A fare is “guaranteed” through the credit card a customer has on file, but Uber sometimes retracts it from a driver’s earnings if the company decides that the driver has erred. For example, a passenger may complain about an “inefficient” route. However, there may be physical obstacles invisible to the navigation system; passengers also sometimes instruct drivers to deviate from the GPS-suggested route, or ask for multiple drop-off points for a group of passengers. Some drivers have begun to self-monitor by acquiring dash-cams that face the passenger, so they can use their own surveillant “data” to produce a counter-narrative to the one that Uber presents. Others track their rides manually or through another app in order to verify their pay records. In lieu of other forms of empowerment, dash-cams and alternative logs enable drivers to resist Uber’s power to interpret events unilaterally.

This seems, however, more like last-resort recourse. It’s hard to imagine a situation in which a company that will kick you out of its system for dropping below a 4.6 rating would be supportive, in the long term, of a driver that presented unofficial passenger surveillance footage to contradict a fare claim. But, then again, such a driver might be less inclined to enthusiastically carry out the emotional labor required to maintain such a high rating, or might become bitter over time, in which case the ratings system, with the help of passengers, will sort things out on Uber’s behalf.

Anyway, this is how attempts to regain leverage seem to be starting, with anonymous communication in public and private and with individual attempts at data collection outside of the Uber app. It’s network versus network. It’s app versus app! What will companies like Uber do if these things blossom? A sufficiently massive public forum of disgruntled drivers could become a real problem in Uber’s attempts to find and retain drivers. A larger shadow-network of Uber drivers talking to each other and comparing their experiences could make attempts to manage and contain driver complaints through an email tree less tenable — perhaps more effectively than some Uber drivers’ explicit attempts at labor action. Likewise, Uber might be motivated to discourage drivers from monitoring passengers or making any types of recordings, or from banding together to collect alternate data — about pay, rides, etc — using other apps, because such a thing could be legitimately empowering.

New forms of labor communications are needed to address the inconsistencies of work that is characterized by algorithmic dynamism and ambiguous information flows to improve labor-platform relations. In a bricks- and-mortar workplace, the physical infrastructure is relatively reliable and unchanging. In a semi-digital workplace, small technical changes to the app’s interface, or built-in features that support a dynamic workplace, such as surge pricing and heat maps, can create ambiguity and confusion about worker (and passenger) expectations.

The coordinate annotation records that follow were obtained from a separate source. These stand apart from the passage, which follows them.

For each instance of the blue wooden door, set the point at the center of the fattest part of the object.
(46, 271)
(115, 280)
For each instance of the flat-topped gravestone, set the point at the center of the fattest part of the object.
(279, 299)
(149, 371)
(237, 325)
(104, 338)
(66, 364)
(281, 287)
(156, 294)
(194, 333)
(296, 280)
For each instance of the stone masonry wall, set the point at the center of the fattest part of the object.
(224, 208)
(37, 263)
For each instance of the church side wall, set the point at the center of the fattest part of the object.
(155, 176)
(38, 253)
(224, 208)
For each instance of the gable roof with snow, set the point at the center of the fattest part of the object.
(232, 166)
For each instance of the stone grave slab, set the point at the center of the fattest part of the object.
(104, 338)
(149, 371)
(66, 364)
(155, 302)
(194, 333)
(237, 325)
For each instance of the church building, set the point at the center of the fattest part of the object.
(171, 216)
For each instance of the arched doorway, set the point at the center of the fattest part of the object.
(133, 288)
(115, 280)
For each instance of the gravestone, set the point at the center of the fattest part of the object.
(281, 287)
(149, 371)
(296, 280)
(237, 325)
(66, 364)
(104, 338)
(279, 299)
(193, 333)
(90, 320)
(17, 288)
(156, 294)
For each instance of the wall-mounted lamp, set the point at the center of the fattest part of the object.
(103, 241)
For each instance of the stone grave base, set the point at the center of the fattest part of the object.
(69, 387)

When people in the startup world talk about “algorithmic labor unions,” or a “right to an API,” they might want to look at what people are already doing, and what they’re trying to achieve. (Also worth considering in this context: Airbnb’s effort to mobilize its own users for political gain).

What do they want?

The same data Uber has, at least!

When do they want it?

Before they’re replaced by machines and herded to the next app? Idk actually!!